Anonymous Monk has asked for the wisdom of the Perl Monks concerning the following question:

Hi Monks, I found URI::query_form and URI::queryparam always encode space into + (but URI::Escape don't )
use strict; use warnings; use URI; use URI::QueryParam; use URI::Escape; my $t1_str = uri_escape('2022-12-18 12:19:57'); print $t1_str; #it what I want space to %20 print "\n"; my $u = URI->new("/api/Data", "http"); $u->query_param(t1 => '2022-12-18 12:19:57'); print $u->as_string; #here space change into +
Since I'm a newbie about URI, before I do some dirty work, is there a easy/nice way to do this work in URL? TIA.

Replies are listed 'Best First'.
Re: How encode space into %20 in URI
by haukex (Archbishop) on Dec 22, 2022 at 09:52 UTC
    is there a easy/nice way to do this work in URL?

    Could you explain to us why you need this? It is perfectly valid for spaces to be escaped as +, it's the standard as per HTML 4, and it's optional in HTML 5.
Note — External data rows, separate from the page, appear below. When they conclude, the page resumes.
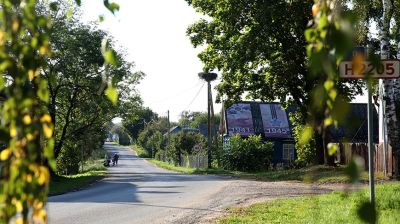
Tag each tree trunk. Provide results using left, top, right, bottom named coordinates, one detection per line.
left=314, top=131, right=325, bottom=165
left=381, top=0, right=400, bottom=176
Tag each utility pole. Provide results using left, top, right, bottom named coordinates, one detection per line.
left=167, top=110, right=170, bottom=145
left=198, top=72, right=217, bottom=169
left=209, top=86, right=219, bottom=167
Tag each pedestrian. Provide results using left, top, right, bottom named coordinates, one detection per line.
left=103, top=154, right=110, bottom=167
left=113, top=153, right=119, bottom=166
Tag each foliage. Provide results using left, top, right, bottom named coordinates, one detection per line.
left=0, top=0, right=55, bottom=222
left=0, top=0, right=121, bottom=222
left=178, top=110, right=220, bottom=128
left=185, top=0, right=364, bottom=165
left=39, top=2, right=142, bottom=173
left=167, top=132, right=206, bottom=164
left=290, top=111, right=316, bottom=166
left=132, top=145, right=150, bottom=158
left=122, top=107, right=158, bottom=140
left=219, top=183, right=400, bottom=224
left=222, top=135, right=273, bottom=172
left=136, top=117, right=169, bottom=155
left=111, top=125, right=132, bottom=146
left=146, top=158, right=228, bottom=175
left=49, top=161, right=105, bottom=196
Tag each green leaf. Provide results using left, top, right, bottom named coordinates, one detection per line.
left=37, top=79, right=49, bottom=103
left=99, top=15, right=105, bottom=22
left=67, top=9, right=73, bottom=18
left=104, top=50, right=117, bottom=66
left=75, top=0, right=82, bottom=6
left=49, top=2, right=59, bottom=11
left=327, top=143, right=337, bottom=156
left=357, top=201, right=376, bottom=224
left=103, top=1, right=120, bottom=14
left=344, top=157, right=363, bottom=183
left=0, top=75, right=4, bottom=89
left=105, top=86, right=118, bottom=105
left=299, top=125, right=313, bottom=146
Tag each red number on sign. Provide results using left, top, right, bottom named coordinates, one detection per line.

Re: How encode space into %20 in URI
by kcott (Archbishop) on Dec 22, 2022 at 09:21 UTC

    Firstly, I can reproduce what you're seeing.

    There have been a number of changes to the "URI distribution" recently. These include merging URI::QueryParam methods into URI as well as some changes to uri_escape() — see the Changes file.

    The latest version of URI is 5.17; I've used this in the code below. I don't know if the '%20' vs. '+' issue has always existed, or if it's something that was inadvertently introduced with some change. It would make sense that the escaping mechanism was consistent across modules in the same distribution: I recommend that you raise a bug report.

    The annotated code below shows a reproduction of '%20' vs. '+', two unsuccessful workaround attempts, and two successful workaround attempts.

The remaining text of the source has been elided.